Recently, a Supreme Court judgment
came that held that CAG can audit private companies that share their revenue
with the government. It has been widely regarded as a landmark verdict by all
corners of the society. The court held that in such cases (Cases of Revenue
Sharing) CAG is not carrying out any statutory audit of the accounts of the service
providers, but for the limited purpose of ascertaining whether the Union is
getting its legitimate share by way of “Revenue Sharing”.
One of the main contentions
before the court was regarding the interpretation of Article 149 of the
Constitution of India.
“149. Duties and powers of
the Comptroller and Auditor General. The Comptroller and Auditor General
shall perform such duties and exercise such powers in relation to the
accounts of the Union and of the States and of any other authority or body
as may be prescribed by or under any law made by Parliament and, until
provision in that behalf is so made, shall perform such duties and exercise such
powers in relation to the accounts of the Union and of the States as were
conferred on or exercisable by the Auditor General of India immediately before
the commencement of this Constitution in relation to the accounts of the Dominion
of India and of the Provinces respectively.”
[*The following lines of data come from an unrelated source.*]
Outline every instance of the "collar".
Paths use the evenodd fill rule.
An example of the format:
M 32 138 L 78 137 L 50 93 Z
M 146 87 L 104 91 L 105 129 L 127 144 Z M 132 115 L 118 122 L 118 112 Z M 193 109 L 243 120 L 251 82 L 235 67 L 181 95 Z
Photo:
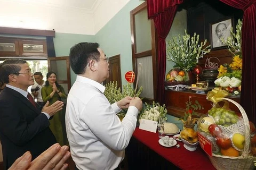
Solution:
M 28 96 L 28 91 L 26 91 L 23 90 L 22 89 L 21 89 L 20 88 L 18 88 L 18 87 L 14 87 L 13 86 L 6 84 L 6 87 L 9 87 L 10 89 L 13 89 L 15 91 L 17 91 L 19 92 L 20 94 L 24 96 L 25 97 L 27 97 L 27 96 Z
M 77 75 L 76 81 L 78 82 L 81 82 L 83 83 L 89 84 L 95 87 L 96 88 L 97 88 L 99 90 L 101 91 L 101 92 L 102 93 L 104 93 L 104 91 L 105 91 L 106 87 L 105 87 L 102 84 L 98 83 L 95 81 L 87 78 L 86 77 Z

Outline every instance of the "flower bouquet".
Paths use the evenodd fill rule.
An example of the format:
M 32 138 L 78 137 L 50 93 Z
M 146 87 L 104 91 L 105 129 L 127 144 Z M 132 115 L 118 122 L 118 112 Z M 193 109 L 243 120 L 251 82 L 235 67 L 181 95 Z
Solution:
M 166 59 L 175 65 L 166 76 L 166 86 L 191 84 L 192 78 L 188 72 L 197 65 L 199 58 L 210 52 L 210 46 L 206 46 L 206 39 L 199 42 L 199 35 L 196 33 L 190 37 L 185 30 L 185 33 L 167 41 Z
M 158 103 L 153 101 L 152 105 L 145 103 L 146 107 L 143 109 L 142 113 L 140 115 L 140 118 L 146 119 L 153 121 L 158 121 L 159 118 L 162 118 L 163 122 L 167 120 L 167 109 L 165 105 L 161 106 Z
M 138 97 L 139 97 L 143 88 L 141 87 L 139 90 L 135 91 L 132 86 L 132 84 L 127 83 L 126 85 L 123 86 L 123 91 L 121 92 L 121 89 L 117 88 L 117 82 L 110 82 L 106 84 L 106 89 L 104 94 L 108 99 L 109 103 L 113 103 L 119 101 L 126 96 Z M 123 109 L 117 114 L 117 116 L 122 121 L 124 117 L 127 112 L 127 109 Z
M 190 100 L 191 98 L 192 97 L 189 96 L 188 101 L 186 103 L 186 111 L 184 116 L 179 119 L 182 122 L 184 128 L 194 128 L 196 121 L 198 120 L 196 117 L 197 114 L 195 110 L 204 109 L 204 107 L 196 100 L 195 100 L 195 103 L 192 104 L 192 101 Z
M 229 52 L 234 56 L 231 64 L 224 64 L 218 69 L 218 79 L 214 81 L 215 86 L 220 87 L 229 93 L 229 95 L 239 95 L 241 91 L 242 69 L 242 24 L 238 20 L 235 33 L 231 29 L 231 37 L 223 40 L 228 47 Z

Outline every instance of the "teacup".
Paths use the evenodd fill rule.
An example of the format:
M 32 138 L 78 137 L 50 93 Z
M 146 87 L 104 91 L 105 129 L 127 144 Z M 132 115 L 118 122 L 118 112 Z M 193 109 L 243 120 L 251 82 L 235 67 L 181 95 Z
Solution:
M 173 144 L 173 138 L 170 138 L 169 140 L 168 140 L 168 144 L 170 146 L 172 146 Z

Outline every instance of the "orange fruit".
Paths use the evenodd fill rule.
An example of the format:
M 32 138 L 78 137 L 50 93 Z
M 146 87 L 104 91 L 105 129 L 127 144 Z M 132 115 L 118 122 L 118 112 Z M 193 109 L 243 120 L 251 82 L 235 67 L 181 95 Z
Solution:
M 185 75 L 185 72 L 183 71 L 181 71 L 179 72 L 178 74 L 179 74 L 180 76 L 183 76 L 184 75 Z
M 228 156 L 239 156 L 239 151 L 233 147 L 231 147 L 227 149 L 220 149 L 220 152 L 222 155 Z

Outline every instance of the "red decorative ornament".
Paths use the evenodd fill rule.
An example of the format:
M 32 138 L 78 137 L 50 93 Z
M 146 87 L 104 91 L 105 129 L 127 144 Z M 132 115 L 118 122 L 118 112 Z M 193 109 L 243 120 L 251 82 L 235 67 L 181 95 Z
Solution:
M 132 83 L 134 82 L 135 73 L 132 71 L 130 71 L 125 73 L 125 80 L 129 83 Z
M 199 75 L 202 73 L 202 67 L 199 65 L 197 65 L 195 68 L 194 68 L 193 72 L 196 75 L 196 82 L 198 82 L 199 81 Z

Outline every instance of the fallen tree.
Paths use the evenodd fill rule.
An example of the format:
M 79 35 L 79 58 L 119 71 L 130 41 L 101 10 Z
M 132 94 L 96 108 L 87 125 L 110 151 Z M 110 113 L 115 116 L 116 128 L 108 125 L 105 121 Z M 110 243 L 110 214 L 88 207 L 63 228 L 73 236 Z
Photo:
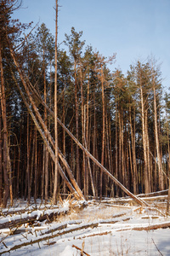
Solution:
M 16 58 L 16 56 L 15 56 L 15 53 L 14 53 L 14 49 L 13 49 L 13 48 L 12 48 L 12 45 L 11 45 L 11 44 L 10 44 L 10 42 L 9 42 L 9 39 L 8 39 L 8 36 L 7 36 L 7 38 L 8 38 L 8 45 L 9 45 L 9 49 L 10 49 L 10 54 L 11 54 L 11 56 L 12 56 L 12 58 L 13 58 L 13 60 L 14 60 L 14 65 L 15 65 L 15 67 L 16 67 L 16 68 L 17 68 L 17 71 L 18 71 L 18 73 L 19 73 L 19 74 L 20 74 L 20 80 L 21 80 L 21 82 L 22 82 L 22 84 L 23 84 L 23 86 L 24 86 L 24 88 L 25 88 L 25 90 L 26 90 L 26 94 L 27 94 L 27 96 L 28 96 L 28 98 L 29 98 L 29 101 L 30 101 L 30 103 L 31 103 L 31 105 L 32 106 L 32 108 L 33 108 L 33 109 L 34 109 L 34 111 L 35 111 L 35 113 L 36 113 L 36 114 L 37 114 L 37 119 L 38 119 L 38 120 L 40 121 L 40 123 L 41 123 L 41 125 L 42 125 L 42 128 L 43 128 L 43 131 L 45 131 L 45 132 L 43 132 L 43 131 L 41 129 L 41 127 L 40 127 L 40 125 L 39 125 L 39 124 L 38 124 L 38 122 L 37 122 L 37 119 L 36 119 L 36 117 L 35 117 L 35 115 L 33 114 L 33 113 L 32 113 L 32 110 L 31 109 L 31 108 L 29 108 L 29 104 L 27 103 L 27 102 L 26 102 L 26 99 L 25 98 L 25 100 L 24 100 L 24 96 L 22 96 L 22 98 L 23 98 L 23 101 L 24 101 L 24 102 L 25 102 L 25 104 L 26 104 L 26 108 L 27 108 L 27 109 L 28 109 L 28 111 L 29 111 L 29 113 L 30 113 L 30 114 L 31 114 L 31 118 L 32 118 L 32 119 L 33 119 L 33 121 L 34 121 L 34 123 L 35 123 L 35 125 L 36 125 L 36 127 L 37 128 L 37 130 L 38 130 L 38 131 L 40 132 L 40 134 L 41 134 L 41 136 L 42 136 L 42 140 L 43 140 L 43 142 L 44 142 L 44 143 L 45 143 L 45 145 L 47 146 L 47 148 L 48 148 L 48 152 L 49 152 L 49 154 L 50 154 L 50 155 L 51 155 L 51 157 L 52 157 L 52 159 L 53 159 L 53 160 L 54 161 L 54 151 L 52 150 L 52 148 L 51 148 L 51 147 L 49 146 L 49 143 L 48 143 L 48 139 L 47 139 L 47 137 L 45 137 L 45 135 L 44 134 L 47 134 L 47 136 L 48 136 L 48 138 L 50 140 L 50 143 L 52 143 L 52 144 L 53 144 L 53 139 L 52 139 L 52 137 L 51 137 L 51 135 L 50 135 L 50 132 L 48 131 L 48 128 L 46 127 L 46 125 L 45 125 L 45 124 L 44 124 L 44 122 L 43 122 L 43 120 L 42 120 L 42 117 L 41 117 L 41 115 L 40 115 L 40 113 L 39 113 L 39 112 L 38 112 L 38 109 L 37 109 L 37 106 L 36 106 L 36 104 L 35 104 L 35 102 L 33 101 L 33 98 L 31 97 L 31 93 L 30 93 L 30 90 L 29 90 L 29 88 L 28 88 L 28 86 L 27 86 L 27 84 L 31 84 L 31 83 L 30 83 L 30 81 L 29 81 L 29 79 L 28 79 L 28 77 L 25 74 L 25 73 L 24 73 L 24 71 L 21 71 L 21 69 L 20 69 L 20 65 L 19 65 L 19 63 L 18 63 L 18 61 L 17 61 L 17 58 Z M 18 83 L 17 83 L 17 84 L 18 84 Z M 21 93 L 21 90 L 20 89 L 20 86 L 18 85 L 17 86 L 18 87 L 18 89 L 19 89 L 19 90 L 20 90 L 20 93 Z M 32 86 L 33 87 L 33 86 Z M 23 95 L 23 94 L 22 94 Z M 37 96 L 37 93 L 36 94 L 36 96 Z M 38 98 L 40 99 L 41 97 L 40 97 L 40 96 L 38 96 Z M 43 105 L 43 106 L 45 106 L 48 109 L 49 109 L 48 108 L 48 106 L 45 104 L 45 102 L 41 99 L 41 102 L 42 102 L 42 104 Z M 54 113 L 52 112 L 52 111 L 50 111 L 50 113 L 53 113 L 53 116 L 54 117 Z M 138 204 L 139 204 L 139 205 L 141 205 L 141 206 L 149 206 L 144 200 L 141 200 L 141 199 L 139 199 L 139 198 L 138 198 L 137 196 L 135 196 L 133 193 L 131 193 L 128 189 L 126 189 L 113 175 L 111 175 L 89 152 L 88 152 L 88 150 L 86 148 L 84 148 L 81 143 L 80 143 L 80 142 L 72 135 L 72 133 L 65 126 L 65 125 L 60 121 L 60 119 L 58 118 L 57 119 L 57 120 L 58 120 L 58 123 L 61 125 L 61 127 L 63 127 L 63 129 L 67 132 L 67 134 L 74 140 L 74 142 L 76 143 L 76 145 L 78 145 L 79 146 L 79 148 L 86 154 L 86 155 L 89 158 L 89 159 L 91 159 L 93 161 L 94 161 L 94 163 L 95 163 L 99 168 L 100 168 L 100 170 L 102 170 L 102 172 L 104 172 L 117 186 L 119 186 L 120 188 L 121 188 L 121 189 L 123 191 L 123 192 L 125 192 L 128 195 L 129 195 L 130 197 L 132 197 Z M 59 156 L 60 157 L 61 157 L 61 154 L 60 154 L 60 153 L 59 153 Z M 61 160 L 63 160 L 63 157 L 61 157 Z M 69 165 L 67 165 L 67 164 L 65 164 L 65 162 L 66 162 L 66 160 L 65 160 L 65 161 L 63 161 L 63 163 L 64 163 L 64 165 L 65 166 L 65 167 L 66 167 L 66 170 L 67 170 L 67 173 L 68 173 L 68 175 L 69 175 L 69 177 L 70 177 L 70 178 L 71 178 L 71 183 L 72 183 L 72 184 L 73 184 L 73 186 L 74 186 L 74 189 L 76 190 L 76 192 L 77 192 L 77 194 L 80 195 L 80 197 L 81 198 L 83 198 L 84 199 L 84 197 L 83 197 L 83 195 L 82 195 L 82 190 L 80 189 L 80 188 L 79 188 L 79 186 L 77 185 L 77 183 L 76 183 L 76 180 L 75 180 L 75 178 L 74 178 L 74 177 L 73 177 L 73 175 L 72 175 L 72 172 L 71 172 L 71 169 L 70 169 L 70 167 L 69 167 Z M 62 177 L 64 177 L 64 172 L 62 171 L 62 169 L 61 169 L 61 167 L 60 167 L 60 174 L 61 174 L 61 176 L 62 176 Z M 67 184 L 69 184 L 69 182 L 67 183 Z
The Counsel for the private
companies relied on the Constituent Assembly Debates to interpret Article 149 and
submitted that the term “any other authority or body” was only meant to
cover the entities that perform State functions/or entities financed or
controlled by the State, as opposed to local bodies and other miscellaneous
corporations and organizations.
However, the court thought
otherwise. The court held that Constitution is a living and organic document
and therefore, is not bound to be understood or accepted to the original
understanding of the constitutional economics. Parliamentary Debates may not be
the sole criteria to be adopted by a court while examining the meaning and
content of Article 149, since its content and significance has to vary from age
to age. They are just like Fundamental Rights which have no fixed content and
most of them are empty vessels into which each generation has to pour its
content in the light of its experience.
Also, the power of the CAG under
Section 16 of the 1971 Act was disputed primarily on the ground that Article
149 of the Constitution confers powers on the CAG to conduct audit of accounts
only of the Union and the States or any other authority or body prescribed by
or under any law made by Parliament, not private entities or their underlying
accounts and records maintained by them in the absence of law made by the
Parliament.
In this regard, the court said
that when the executive deals with the natural resources, like spectrum,
Parliament should know how the nation’s wealth has been dealt with by the
executive and even the persons to whom the executive gave license to use the
spectrum. The quantum of the Revenue generated out of the use of the spectrum
must be properly assessed, collected and accounted for by the Union and the
License Holders. When nation’s wealth, like spectrum, is being dealt with
either by the Union, State or its instrumentalities or even the private parties,
they are accountable to the people and to the Parliament. Parliamentary
democracy also envisages, inter alia, the accountability of the Council of Ministers
to the Legislature.
Another reason given by the court
was that “the Section 16 of the CAG Act makes it clear that the expression
“to audit all transactions” so also “audit of all receipts”, payable into
Consolidated Fund of India would take in not only the accounts of the Union and
of the State and of any other authority or body as may be prescribed or under
any law made by the Parliament but also to audit all transactions which Union
and State have entered into which has a nexus with Consolidated Fund, especially
when the receipts have direct connection with Revenue Sharing.”
If we go by this logic, every
taxpayer should be subjected to CAG Audit since tax receipts also go into the
Consolidated Fund of India. In order to ascertain whether a taxpayer has
unlawfully withheld tax, by this interpretation, the CAG can definitely conduct
an Audit on any taxpayer.
I strongly feel that the line of reasoning
adopted by the honourable court in this case is highly erroneous. The Court
should have applied the principle of “noscitur a sociis” here. “Noscitur a
sociis” is basically a tool for statutory interpretation according to which “the
meaning of an unclear word or phrase should be determined by the words
immediately surrounding it”.
The phrase “accounts of the
Union and States and any other authority or body” requires to be
interpreted in the light of the principle of “noscitur a sociis” and in a
composite manner. Such an interpretation would reveal that the term “body”
is to be construed in the light of the continuing term “union”, “states” and
“authority”, all of which connote some form of state control. Hence,
under Article 149, only those bodies would be included that have some form of
state control. Rest would be excluded. Now, merely because spectrum is an
important natural resource and there is a need to ascertain whether the Union
is getting its legitimate share by way of “Revenue Sharing”, it is not
prudent to extend the scope of a constitutional provision where the words of
that particular constitutional provision clearly imply a restricted interpretation.
The provisions of the Constitution must be interpreted in a very careful
manner. Where the words as well as the intention of the drafters suggest
otherwise, I do not think the courts should over-read a constitutional
provision and expand its ambit in a whimsical manner.